Wirken Antidepressiva gegen Wechseljahresbeschwerden nach Brustkrebs?

Ja, Antidepressiva können Frauen, die an Brustkrebs erkrankt sind und in die Wechseljahre kommen, helfen, die Beschwerden effektiv zu lindern.

Für viele Betroffene klingt es erstmal seltsam: Antidepressiva? Habe ich jetzt auch noch Depressionen, die behandelt werden müssen? Tatsächlich sind Stimmungsschwankungen und depressive Phasen nicht selten bei Brustkrebs. Es ist nicht leicht, die Erkrankung zu verarbeiten und mit den oft belastenden Therapien zurechtkommen.

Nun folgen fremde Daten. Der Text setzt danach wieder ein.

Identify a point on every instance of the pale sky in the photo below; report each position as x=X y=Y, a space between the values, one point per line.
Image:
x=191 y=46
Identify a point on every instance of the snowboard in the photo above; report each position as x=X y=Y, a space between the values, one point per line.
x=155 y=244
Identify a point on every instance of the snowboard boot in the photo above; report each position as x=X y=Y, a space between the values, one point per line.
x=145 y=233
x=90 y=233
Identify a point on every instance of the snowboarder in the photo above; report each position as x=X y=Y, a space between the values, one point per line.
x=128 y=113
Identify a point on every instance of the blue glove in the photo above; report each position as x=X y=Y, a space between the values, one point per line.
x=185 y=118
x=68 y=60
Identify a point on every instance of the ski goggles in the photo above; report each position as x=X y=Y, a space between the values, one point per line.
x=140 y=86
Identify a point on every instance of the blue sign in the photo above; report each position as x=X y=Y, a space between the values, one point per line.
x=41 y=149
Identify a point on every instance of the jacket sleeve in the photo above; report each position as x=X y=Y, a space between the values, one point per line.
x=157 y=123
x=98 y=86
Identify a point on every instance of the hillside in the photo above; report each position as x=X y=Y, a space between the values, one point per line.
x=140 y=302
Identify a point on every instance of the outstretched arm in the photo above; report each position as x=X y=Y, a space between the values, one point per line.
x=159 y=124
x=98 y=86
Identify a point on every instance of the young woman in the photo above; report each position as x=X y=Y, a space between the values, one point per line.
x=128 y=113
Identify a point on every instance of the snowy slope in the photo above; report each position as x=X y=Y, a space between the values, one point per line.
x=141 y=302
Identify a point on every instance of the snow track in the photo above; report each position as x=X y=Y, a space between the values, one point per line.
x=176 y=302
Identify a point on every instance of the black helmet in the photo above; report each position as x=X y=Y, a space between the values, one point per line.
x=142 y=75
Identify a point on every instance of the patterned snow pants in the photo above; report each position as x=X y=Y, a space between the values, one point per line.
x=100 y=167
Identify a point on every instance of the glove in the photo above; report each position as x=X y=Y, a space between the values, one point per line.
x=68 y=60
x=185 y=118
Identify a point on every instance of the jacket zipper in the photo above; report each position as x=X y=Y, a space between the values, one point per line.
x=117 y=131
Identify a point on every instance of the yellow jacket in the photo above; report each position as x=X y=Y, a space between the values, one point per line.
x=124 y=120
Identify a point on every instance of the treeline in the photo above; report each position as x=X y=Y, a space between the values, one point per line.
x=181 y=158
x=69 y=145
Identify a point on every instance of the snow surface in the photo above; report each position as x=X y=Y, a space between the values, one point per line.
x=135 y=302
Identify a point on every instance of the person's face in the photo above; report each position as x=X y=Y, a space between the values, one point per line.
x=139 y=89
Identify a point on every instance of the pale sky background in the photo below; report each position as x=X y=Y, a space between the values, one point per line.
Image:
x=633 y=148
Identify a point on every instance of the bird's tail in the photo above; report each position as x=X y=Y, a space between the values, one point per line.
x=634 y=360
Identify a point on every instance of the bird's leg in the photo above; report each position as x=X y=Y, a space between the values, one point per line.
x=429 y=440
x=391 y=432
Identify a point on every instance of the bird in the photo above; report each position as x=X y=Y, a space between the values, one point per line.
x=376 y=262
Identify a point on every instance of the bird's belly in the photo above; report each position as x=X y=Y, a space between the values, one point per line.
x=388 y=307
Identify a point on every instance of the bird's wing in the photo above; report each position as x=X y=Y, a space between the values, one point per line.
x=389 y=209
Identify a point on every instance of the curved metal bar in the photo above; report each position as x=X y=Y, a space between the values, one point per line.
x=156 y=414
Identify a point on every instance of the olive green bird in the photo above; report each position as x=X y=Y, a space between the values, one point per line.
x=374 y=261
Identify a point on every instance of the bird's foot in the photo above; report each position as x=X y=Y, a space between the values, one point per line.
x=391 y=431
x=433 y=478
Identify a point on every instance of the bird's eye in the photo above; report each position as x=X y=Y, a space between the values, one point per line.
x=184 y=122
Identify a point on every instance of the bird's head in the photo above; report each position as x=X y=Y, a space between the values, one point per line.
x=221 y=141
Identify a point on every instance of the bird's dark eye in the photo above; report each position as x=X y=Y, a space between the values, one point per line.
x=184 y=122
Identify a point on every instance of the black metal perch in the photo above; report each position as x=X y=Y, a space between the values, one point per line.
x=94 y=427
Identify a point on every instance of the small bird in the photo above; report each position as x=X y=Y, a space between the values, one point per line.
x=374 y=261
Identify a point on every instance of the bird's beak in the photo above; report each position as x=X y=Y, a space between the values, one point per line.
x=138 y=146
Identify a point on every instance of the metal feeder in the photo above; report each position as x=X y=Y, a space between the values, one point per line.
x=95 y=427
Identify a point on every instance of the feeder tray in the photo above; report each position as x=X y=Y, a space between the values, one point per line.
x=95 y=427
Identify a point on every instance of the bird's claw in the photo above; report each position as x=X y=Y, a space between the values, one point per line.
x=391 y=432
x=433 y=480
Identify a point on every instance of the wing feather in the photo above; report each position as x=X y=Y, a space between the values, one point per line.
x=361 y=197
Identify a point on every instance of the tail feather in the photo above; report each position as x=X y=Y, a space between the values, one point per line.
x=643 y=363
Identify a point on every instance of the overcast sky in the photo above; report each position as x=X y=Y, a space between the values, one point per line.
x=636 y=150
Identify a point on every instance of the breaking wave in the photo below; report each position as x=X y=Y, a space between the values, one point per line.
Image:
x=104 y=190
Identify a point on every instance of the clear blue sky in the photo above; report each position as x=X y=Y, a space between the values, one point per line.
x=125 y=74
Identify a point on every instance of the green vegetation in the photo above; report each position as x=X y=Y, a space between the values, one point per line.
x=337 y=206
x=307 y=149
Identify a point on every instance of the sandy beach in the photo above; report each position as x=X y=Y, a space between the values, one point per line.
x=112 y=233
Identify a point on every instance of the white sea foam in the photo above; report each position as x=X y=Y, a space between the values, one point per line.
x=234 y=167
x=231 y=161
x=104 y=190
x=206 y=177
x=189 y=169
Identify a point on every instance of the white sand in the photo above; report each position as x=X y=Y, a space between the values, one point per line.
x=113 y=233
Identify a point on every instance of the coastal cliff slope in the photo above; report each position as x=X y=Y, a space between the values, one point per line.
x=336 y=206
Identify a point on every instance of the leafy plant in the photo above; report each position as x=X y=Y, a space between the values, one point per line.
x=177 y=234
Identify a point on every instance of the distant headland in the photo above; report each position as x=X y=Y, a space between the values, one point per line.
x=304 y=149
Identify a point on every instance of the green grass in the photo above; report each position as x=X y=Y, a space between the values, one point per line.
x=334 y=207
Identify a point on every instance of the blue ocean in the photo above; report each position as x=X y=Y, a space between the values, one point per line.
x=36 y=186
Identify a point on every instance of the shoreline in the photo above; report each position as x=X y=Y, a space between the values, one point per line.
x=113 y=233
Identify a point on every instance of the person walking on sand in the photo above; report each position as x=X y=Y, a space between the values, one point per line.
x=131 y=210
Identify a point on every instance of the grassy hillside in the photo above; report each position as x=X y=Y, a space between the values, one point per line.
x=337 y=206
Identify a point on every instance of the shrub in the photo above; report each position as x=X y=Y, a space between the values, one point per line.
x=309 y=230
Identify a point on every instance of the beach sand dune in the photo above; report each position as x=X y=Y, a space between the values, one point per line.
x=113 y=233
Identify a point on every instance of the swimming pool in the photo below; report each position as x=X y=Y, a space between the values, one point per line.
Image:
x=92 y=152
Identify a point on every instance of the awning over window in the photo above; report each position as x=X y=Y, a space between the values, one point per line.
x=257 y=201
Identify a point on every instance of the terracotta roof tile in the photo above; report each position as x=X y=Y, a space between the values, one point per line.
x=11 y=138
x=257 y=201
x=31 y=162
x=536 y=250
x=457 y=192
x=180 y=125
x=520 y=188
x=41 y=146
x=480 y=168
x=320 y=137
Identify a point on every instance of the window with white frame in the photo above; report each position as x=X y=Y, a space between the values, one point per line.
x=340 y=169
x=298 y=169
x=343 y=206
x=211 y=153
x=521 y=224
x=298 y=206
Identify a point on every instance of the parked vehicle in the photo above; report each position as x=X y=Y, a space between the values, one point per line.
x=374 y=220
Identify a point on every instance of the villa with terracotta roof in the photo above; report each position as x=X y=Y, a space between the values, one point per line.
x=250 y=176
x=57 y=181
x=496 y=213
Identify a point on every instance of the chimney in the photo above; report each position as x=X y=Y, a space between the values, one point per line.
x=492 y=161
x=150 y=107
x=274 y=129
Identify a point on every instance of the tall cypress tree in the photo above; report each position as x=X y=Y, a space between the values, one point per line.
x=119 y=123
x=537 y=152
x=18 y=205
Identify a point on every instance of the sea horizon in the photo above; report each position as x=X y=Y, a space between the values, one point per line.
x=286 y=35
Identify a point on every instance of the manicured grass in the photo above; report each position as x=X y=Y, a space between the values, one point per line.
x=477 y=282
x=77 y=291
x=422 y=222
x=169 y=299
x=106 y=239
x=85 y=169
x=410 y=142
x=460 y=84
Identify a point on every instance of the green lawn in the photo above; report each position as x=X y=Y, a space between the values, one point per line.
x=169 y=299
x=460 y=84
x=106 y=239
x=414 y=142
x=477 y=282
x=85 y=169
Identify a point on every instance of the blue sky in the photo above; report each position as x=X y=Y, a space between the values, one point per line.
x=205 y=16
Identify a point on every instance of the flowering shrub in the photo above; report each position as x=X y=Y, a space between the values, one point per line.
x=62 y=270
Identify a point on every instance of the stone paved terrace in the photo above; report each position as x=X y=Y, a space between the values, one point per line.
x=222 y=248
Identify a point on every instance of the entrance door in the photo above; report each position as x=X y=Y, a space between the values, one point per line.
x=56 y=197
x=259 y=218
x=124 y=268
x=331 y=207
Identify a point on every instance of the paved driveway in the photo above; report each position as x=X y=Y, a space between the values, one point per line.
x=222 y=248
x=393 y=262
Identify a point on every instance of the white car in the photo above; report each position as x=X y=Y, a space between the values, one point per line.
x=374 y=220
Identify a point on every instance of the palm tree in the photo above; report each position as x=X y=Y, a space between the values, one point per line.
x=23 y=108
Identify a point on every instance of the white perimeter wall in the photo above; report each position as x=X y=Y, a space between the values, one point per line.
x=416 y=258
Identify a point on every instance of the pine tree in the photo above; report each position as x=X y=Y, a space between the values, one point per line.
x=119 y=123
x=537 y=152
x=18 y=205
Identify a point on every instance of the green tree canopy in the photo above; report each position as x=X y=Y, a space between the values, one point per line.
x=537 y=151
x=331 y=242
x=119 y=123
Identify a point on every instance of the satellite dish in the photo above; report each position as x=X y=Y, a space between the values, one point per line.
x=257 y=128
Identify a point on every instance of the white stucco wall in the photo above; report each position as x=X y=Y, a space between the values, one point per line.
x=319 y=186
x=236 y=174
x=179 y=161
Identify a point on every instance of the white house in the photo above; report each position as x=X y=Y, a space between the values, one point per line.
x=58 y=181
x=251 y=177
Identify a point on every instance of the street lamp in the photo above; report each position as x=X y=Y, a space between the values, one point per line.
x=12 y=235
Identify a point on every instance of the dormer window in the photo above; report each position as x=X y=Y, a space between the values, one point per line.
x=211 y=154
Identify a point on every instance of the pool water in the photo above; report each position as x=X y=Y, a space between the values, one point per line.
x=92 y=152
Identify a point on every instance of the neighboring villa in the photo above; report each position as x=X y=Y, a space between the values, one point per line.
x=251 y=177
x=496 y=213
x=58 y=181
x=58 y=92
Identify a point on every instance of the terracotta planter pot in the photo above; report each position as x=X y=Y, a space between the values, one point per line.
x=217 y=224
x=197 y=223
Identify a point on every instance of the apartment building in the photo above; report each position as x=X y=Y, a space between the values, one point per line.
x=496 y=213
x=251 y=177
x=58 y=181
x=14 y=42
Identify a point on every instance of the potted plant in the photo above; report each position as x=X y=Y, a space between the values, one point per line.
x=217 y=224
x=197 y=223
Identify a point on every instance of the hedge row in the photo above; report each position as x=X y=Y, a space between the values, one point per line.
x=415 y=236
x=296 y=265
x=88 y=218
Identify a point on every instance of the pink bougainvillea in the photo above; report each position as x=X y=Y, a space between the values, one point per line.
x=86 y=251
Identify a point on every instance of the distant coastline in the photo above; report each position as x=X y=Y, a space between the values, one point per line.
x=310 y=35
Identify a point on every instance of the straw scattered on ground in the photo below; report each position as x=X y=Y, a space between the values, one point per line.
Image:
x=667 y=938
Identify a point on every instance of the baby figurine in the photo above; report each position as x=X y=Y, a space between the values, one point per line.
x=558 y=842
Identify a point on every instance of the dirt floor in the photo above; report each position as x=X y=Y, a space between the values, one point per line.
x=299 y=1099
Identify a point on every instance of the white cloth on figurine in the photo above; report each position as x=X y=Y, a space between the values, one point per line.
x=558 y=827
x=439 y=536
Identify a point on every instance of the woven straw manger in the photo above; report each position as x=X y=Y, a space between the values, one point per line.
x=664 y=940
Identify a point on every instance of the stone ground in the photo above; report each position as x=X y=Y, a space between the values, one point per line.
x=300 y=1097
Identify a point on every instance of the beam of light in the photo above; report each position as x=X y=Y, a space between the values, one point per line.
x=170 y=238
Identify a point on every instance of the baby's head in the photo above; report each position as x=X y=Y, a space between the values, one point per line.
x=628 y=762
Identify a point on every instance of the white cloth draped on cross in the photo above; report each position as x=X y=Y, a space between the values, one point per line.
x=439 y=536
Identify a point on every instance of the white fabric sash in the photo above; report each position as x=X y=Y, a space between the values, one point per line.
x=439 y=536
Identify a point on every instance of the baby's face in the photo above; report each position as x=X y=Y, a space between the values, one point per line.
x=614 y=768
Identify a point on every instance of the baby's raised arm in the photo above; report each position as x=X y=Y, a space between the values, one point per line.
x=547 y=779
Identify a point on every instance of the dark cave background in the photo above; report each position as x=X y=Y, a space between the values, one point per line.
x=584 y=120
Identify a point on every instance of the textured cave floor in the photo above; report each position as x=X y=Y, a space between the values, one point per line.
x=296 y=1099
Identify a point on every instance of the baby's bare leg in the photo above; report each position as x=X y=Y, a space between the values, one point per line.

Bei Wechseljahresbeschwerden stehen die antidepressiven Effekte der Medikamente jedoch gar nicht unbedingt im Mittelpunkt. Die Arzneimittel können nämlich noch mehr als die Stimmung aufhellen.

Die "Heizung" wird runtergedreht

Das liegt an ihrer Wirkung im zentralen Nervensystem. Substanzen aus der Gruppe der SSRI (selektive Serotonin-Wiederaufnahmehemmer) oder SNRI (selektive Noradrenalin-Wiederaufnahmehemmer) erhöhen die Konzentration bestimmter Botenstoffe im Gehirn. Diese machen uns nicht nur glücklich, sondern spielen auch eine Rolle bei der zentralen Temperaturregulation.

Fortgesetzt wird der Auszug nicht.